Die Wissenschaft hat sich geirrt! Es ist nicht die Anzahl der Gehirnwindungen oder irgendein besonderer von Goethe entdeckter Knochen, nicht der aufrechte Gang oder der Gebrauch von Werkzeugen!
Nein, der Mensch unterscheidet sich vom Tier vor allem dadurch, dass er sich einfach von nichts trennen kann.
Ob Briefmarken, Münzen, Steine, alten Schmuck oder moderne Grafik, schon deswegen so genannte Sammeltassen oder ganze Schränke voller abgetretener Schuhe, ausgelesene Liebesbriefe oder verkrakelte Märchenbücher, vergilbte Kinderfotos, mottenzerfressene Klamotten und verschrammte Klunker aus Omas Eichentruhe – Menschen haben seit der Steinzeit einen Trieb, sich mit Gegenständen wie mit einem wärmenden Schutzwall zu umgeben.

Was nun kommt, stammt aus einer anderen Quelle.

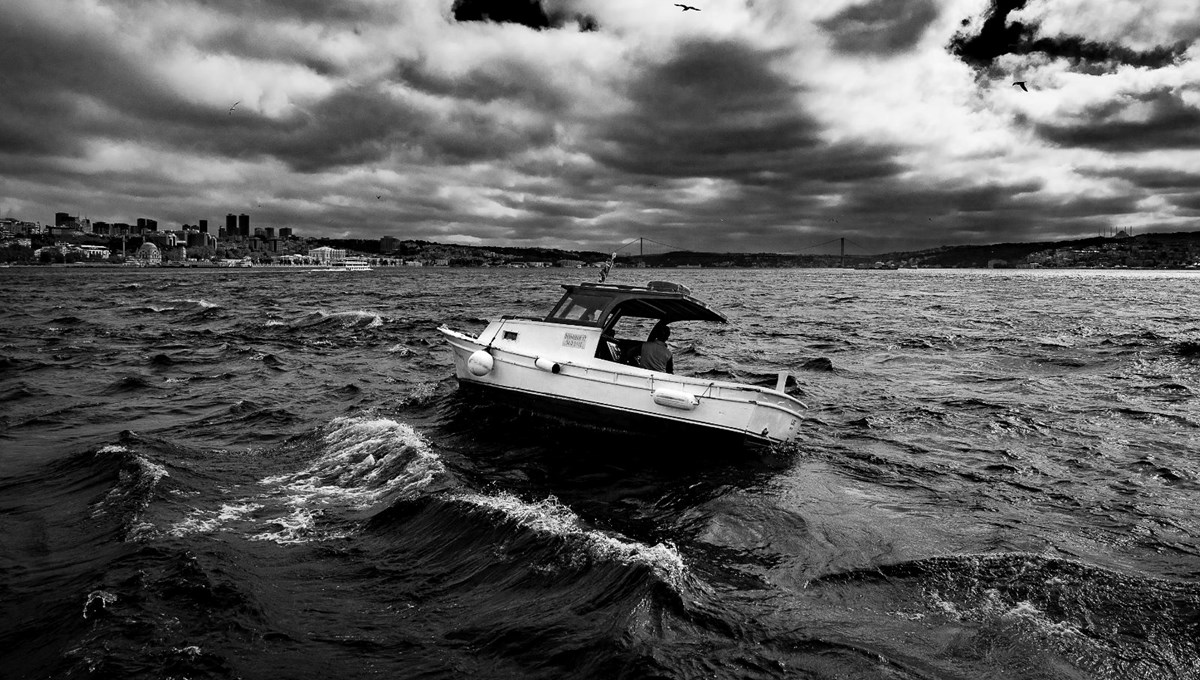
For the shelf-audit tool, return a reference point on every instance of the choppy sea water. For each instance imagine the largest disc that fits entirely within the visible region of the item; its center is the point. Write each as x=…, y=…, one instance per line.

Jäger und Sammler zu sein, ist eine jahrtausendealte, zuweilen sogar bis zum krankhaften Exzess führende Leidenschaft, die durch mehr oder weniger leicht zu erringende Erfolge schnelle Befriedigung und Anerkennung verspricht, aber auch in den Dingen des Lebens, zwischen denen wir uns einrichten, unsere Existenz materiell-sinnlich manifestiert, sie in ihrer Einmaligkeit nachzeichnet und für uns selbst fassbar, begreifbar, aber auch für andere sichtbar macht.
Opas Fotoalbum, Mutters Sammeltassen (nomen est omen), Erbstücke, Reisemitbringsel und Trödelmarktschnäppchen, alte Zeitungen, Schallplatten, Briefe und Ansichtskarten, von langjährigem Gebrauch und Verfall gezeichnete Teile von Maschinen und Geräten, die unseren Alltag begleiteten – sie alle wecken schon beim bloßen Betrachten Erinnerungen an Menschen und Situationen, die unser Leben unverwechselbar geprägt haben.

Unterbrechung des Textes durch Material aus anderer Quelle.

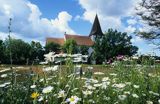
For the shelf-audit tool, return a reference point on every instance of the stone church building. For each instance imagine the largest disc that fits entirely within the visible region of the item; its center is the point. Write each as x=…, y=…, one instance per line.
x=81, y=40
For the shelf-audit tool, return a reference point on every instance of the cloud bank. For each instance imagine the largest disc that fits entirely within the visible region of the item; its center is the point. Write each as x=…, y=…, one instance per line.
x=27, y=22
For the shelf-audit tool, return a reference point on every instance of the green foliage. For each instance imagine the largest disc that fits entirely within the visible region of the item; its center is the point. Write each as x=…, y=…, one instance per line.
x=36, y=51
x=83, y=50
x=52, y=47
x=1, y=51
x=70, y=46
x=111, y=44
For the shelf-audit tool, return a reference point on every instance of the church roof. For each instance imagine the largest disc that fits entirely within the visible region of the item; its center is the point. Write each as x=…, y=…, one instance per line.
x=80, y=40
x=96, y=28
x=59, y=41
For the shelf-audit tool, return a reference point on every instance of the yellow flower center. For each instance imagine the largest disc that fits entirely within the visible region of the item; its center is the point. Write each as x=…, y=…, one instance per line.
x=72, y=99
x=34, y=95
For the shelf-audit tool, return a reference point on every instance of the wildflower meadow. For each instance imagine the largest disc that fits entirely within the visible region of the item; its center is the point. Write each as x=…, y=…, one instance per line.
x=77, y=83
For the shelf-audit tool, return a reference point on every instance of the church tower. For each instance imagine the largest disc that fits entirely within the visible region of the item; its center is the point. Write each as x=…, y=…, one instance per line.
x=96, y=30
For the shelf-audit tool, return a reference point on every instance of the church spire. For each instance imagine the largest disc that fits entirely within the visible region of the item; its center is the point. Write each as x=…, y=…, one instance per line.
x=96, y=28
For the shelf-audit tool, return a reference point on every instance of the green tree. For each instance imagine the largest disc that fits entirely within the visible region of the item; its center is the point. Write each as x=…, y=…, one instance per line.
x=52, y=47
x=151, y=16
x=19, y=49
x=36, y=51
x=1, y=51
x=70, y=46
x=83, y=49
x=111, y=44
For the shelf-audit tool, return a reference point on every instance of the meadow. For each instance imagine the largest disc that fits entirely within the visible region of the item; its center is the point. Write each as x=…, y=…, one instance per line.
x=118, y=83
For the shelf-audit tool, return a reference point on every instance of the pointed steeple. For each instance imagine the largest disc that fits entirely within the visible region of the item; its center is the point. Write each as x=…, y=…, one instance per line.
x=96, y=28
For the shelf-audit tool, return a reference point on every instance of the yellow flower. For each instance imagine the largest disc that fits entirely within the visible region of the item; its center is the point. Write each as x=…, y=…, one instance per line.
x=34, y=95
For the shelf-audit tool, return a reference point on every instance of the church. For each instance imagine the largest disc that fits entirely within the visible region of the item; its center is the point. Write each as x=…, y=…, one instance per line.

Doch zugleich entwickeln sie durch das Herauslösen aus ihrem ursprünglichen Kontext einen ganz neuen ästhetischen Reiz, der ihnen eine eigenwillige Persönlichkeit von unabhängigem Charakter verleiht und sie auf diese Weise zum Gegenstand von Gestaltung in neuen Sinnzusammenhängen prädestiniert – plötzlich Hauptdarsteller in einem ganz neuen Stück Leben.
Die bildende Kunst kann eine besondere Gegenwart entstehen lassen, indem sie Bilder unserer Erinnerung mit unseren Hoffnungen auf Zukunft verschmilzt, denn Künstler unterschiedlichster Genres jagen und sammeln ohne Unterlass, was sie sehen, erleben, erfahren, träumen, wünschen, fürchten – im Kopf, im Herzen oder auch ganz handfest und praktisch in Gestalt von Gegenständen, oft auch nur Bruchstücken davon, Fotos, Materialien, Skizzen, Worten, Texten, Tönen …

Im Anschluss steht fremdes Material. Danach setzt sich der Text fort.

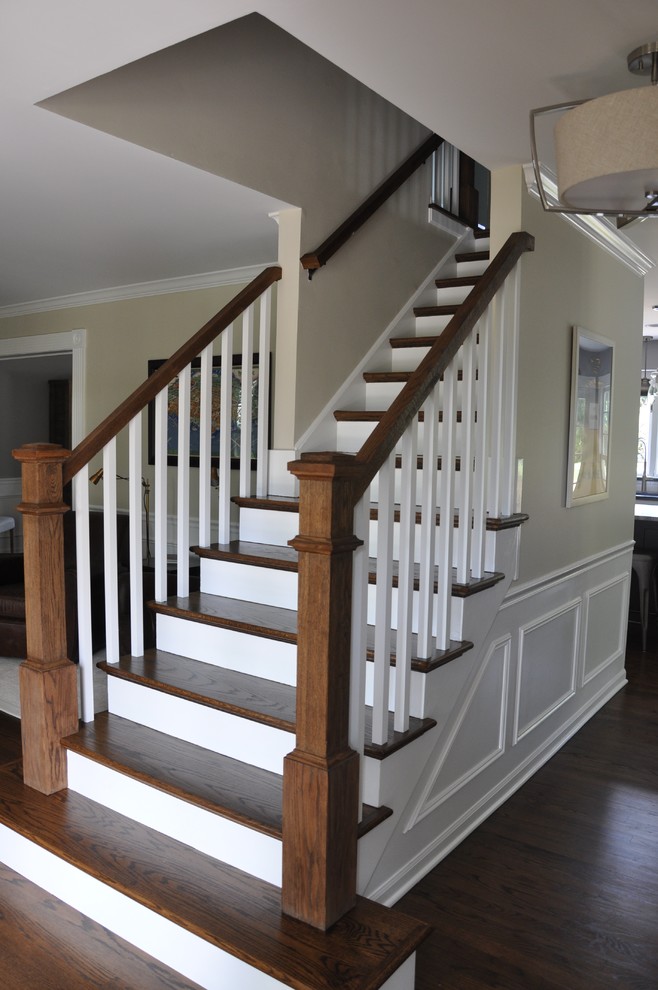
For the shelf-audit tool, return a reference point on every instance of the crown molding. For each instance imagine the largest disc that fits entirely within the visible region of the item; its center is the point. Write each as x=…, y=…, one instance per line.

Aus diesen materiellen und virtuellen Erinnerungen und Beobachtungen bilden sie einen individuellen Fundus, der ihre Persönlichkeit und ihr damit verbundenes künstlerisches Konzept charakterisiert – visionäre Fantasie ist dann das entscheidende Werkzeug, um daraus Kunst zu formen.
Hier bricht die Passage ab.